It’s been six months since we left wintery Boston and flew with the family to Arusha. We’ve had 6 months of new school, new friends, new teachers, new wildlife, new food, new mosquito nets, new language, new pets, new insects… pretty much everything new. I am sitting under coconut trees in a hammock looking out at the west Indian ocean feeling relaxed and thinking about how well the kids and Lisa have adapted to life here. It has been better than expected. Right now the 3 kids are playing with 2 Slovenian boys who speak no English – and remarkably, they seem to understand each other – or they are ok with the fact that they cannot understand each other. Either way, I love seeing the girls become more secure in themselves and able to make friends more easily. The painfully shy days are slowly disappearing. And Anderson knows just about as much Kiswahili as he does English – and he is far from shy.
We are finding our rhythm here: more friends, more laughter, more certainty about the necessities in life (food, supplies etc) - but the new experiences are still everywhere. As I was laying in bed snuggling with Ashlyn this morning I heard a mongoose scurry across the coconut palm woven roof. Minutes later the Muslim call to prayers wafted through the pre-dawn quiet.

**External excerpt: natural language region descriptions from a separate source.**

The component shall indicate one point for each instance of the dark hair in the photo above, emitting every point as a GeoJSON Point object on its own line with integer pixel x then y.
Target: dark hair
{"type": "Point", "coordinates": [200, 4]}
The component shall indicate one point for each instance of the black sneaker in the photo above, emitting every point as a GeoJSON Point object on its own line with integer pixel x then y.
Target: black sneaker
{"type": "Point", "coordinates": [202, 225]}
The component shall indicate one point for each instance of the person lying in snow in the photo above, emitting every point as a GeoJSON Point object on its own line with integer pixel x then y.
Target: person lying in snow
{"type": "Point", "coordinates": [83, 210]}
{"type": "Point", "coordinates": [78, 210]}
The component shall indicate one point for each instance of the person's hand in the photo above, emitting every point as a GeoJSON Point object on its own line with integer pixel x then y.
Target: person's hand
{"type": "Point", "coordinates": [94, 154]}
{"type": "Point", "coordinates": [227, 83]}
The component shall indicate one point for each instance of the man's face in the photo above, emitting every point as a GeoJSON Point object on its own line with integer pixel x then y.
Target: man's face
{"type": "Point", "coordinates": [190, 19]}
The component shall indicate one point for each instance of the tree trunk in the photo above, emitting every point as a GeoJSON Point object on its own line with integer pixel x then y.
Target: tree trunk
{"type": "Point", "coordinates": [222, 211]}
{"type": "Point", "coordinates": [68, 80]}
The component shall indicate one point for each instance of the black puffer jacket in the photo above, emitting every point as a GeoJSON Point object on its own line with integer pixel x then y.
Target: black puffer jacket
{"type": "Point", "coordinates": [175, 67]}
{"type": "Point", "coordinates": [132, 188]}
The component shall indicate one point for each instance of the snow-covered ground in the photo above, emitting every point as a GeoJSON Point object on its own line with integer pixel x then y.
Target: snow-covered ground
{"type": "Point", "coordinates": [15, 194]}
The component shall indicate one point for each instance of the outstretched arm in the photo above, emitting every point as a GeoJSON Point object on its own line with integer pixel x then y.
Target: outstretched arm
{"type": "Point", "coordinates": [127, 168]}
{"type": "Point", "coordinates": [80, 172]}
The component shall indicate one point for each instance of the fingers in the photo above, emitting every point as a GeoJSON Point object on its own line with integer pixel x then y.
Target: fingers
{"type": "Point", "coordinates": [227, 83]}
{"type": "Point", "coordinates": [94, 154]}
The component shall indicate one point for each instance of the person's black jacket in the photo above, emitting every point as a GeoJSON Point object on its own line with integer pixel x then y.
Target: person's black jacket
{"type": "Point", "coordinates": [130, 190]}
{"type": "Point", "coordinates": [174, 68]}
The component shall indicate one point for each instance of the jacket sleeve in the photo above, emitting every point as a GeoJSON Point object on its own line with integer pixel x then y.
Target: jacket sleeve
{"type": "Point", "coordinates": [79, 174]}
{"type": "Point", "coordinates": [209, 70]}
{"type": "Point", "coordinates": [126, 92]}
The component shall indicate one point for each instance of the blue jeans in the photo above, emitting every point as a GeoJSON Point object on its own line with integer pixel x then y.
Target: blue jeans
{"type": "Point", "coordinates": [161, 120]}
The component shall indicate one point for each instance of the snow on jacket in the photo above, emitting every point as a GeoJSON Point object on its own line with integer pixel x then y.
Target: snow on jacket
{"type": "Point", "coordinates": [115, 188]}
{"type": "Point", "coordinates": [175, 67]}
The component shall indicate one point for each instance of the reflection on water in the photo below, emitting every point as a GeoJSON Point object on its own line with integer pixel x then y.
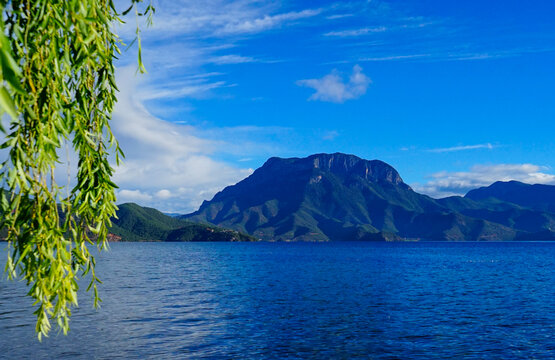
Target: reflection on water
{"type": "Point", "coordinates": [304, 300]}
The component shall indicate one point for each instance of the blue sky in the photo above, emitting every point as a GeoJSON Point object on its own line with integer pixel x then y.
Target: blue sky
{"type": "Point", "coordinates": [453, 94]}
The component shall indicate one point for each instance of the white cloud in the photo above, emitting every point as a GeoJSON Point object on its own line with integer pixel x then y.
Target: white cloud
{"type": "Point", "coordinates": [167, 166]}
{"type": "Point", "coordinates": [267, 22]}
{"type": "Point", "coordinates": [164, 194]}
{"type": "Point", "coordinates": [330, 135]}
{"type": "Point", "coordinates": [232, 59]}
{"type": "Point", "coordinates": [445, 183]}
{"type": "Point", "coordinates": [136, 196]}
{"type": "Point", "coordinates": [334, 88]}
{"type": "Point", "coordinates": [462, 148]}
{"type": "Point", "coordinates": [356, 32]}
{"type": "Point", "coordinates": [219, 18]}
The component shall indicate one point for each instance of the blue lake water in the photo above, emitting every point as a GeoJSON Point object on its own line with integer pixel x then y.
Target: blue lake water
{"type": "Point", "coordinates": [304, 300]}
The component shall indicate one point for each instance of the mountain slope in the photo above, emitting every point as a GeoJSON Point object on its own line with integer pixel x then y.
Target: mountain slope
{"type": "Point", "coordinates": [137, 223]}
{"type": "Point", "coordinates": [337, 197]}
{"type": "Point", "coordinates": [537, 197]}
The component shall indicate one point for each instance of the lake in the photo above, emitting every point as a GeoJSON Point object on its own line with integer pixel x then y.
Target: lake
{"type": "Point", "coordinates": [303, 300]}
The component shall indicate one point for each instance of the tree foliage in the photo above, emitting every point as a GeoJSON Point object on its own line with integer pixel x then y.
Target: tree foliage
{"type": "Point", "coordinates": [57, 86]}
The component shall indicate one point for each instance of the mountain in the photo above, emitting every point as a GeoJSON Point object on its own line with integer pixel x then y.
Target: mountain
{"type": "Point", "coordinates": [537, 197]}
{"type": "Point", "coordinates": [137, 223]}
{"type": "Point", "coordinates": [343, 197]}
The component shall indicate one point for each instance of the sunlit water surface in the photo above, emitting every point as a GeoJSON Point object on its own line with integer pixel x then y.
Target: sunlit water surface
{"type": "Point", "coordinates": [304, 300]}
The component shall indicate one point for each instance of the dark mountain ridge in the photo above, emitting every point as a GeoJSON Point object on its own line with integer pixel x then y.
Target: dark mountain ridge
{"type": "Point", "coordinates": [137, 223]}
{"type": "Point", "coordinates": [343, 197]}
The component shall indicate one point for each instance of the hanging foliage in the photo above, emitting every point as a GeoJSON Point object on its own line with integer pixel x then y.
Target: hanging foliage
{"type": "Point", "coordinates": [57, 86]}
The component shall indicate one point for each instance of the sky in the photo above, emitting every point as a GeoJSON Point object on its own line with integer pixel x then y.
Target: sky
{"type": "Point", "coordinates": [453, 94]}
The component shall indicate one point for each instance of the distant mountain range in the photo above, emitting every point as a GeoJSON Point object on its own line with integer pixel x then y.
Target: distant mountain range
{"type": "Point", "coordinates": [137, 223]}
{"type": "Point", "coordinates": [338, 197]}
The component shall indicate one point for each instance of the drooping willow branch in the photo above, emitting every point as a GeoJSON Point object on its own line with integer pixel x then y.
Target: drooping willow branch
{"type": "Point", "coordinates": [57, 84]}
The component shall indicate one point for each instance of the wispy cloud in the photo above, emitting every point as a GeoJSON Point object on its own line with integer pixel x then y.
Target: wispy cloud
{"type": "Point", "coordinates": [446, 183]}
{"type": "Point", "coordinates": [232, 59]}
{"type": "Point", "coordinates": [334, 88]}
{"type": "Point", "coordinates": [356, 32]}
{"type": "Point", "coordinates": [266, 22]}
{"type": "Point", "coordinates": [462, 148]}
{"type": "Point", "coordinates": [339, 16]}
{"type": "Point", "coordinates": [330, 135]}
{"type": "Point", "coordinates": [167, 166]}
{"type": "Point", "coordinates": [395, 57]}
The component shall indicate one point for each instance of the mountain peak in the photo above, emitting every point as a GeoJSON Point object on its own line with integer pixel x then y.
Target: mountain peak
{"type": "Point", "coordinates": [340, 164]}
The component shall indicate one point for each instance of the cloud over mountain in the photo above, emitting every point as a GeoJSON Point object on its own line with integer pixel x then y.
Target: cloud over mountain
{"type": "Point", "coordinates": [334, 88]}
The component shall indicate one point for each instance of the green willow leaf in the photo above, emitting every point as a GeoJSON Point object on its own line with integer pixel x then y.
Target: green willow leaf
{"type": "Point", "coordinates": [57, 82]}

Ashlyn sat up in bed and said, Daddy! who’s crying? My description of Islam, praying 5 times a day and how Allah is another name for God sent Ashlyn back to sleep.
Perhaps the biggest lesson of all – for all ages – is that life here is not predictable and we do not have control over many things. Sometimes they have honey nut cheerios at the store, and some weeks they don’t; sometimes the police pull you over for no reason and sometimes they let you pass the roadblock; sometimes internet works well enough to make a skype video call, sometimes it takes 5 minutes to pull down the NY Times homepage, and sometimes it just doesn’t work at all. That uncertainty and unpredictability is what makes life here so interesting. We are learning to roll with the punches and not let the little things disturb us. It requires both changing our expectation and learning how to adapt to the unplanned circumstance. I believe this lesson, above everything else we experience here, will be the greatest thing we take away.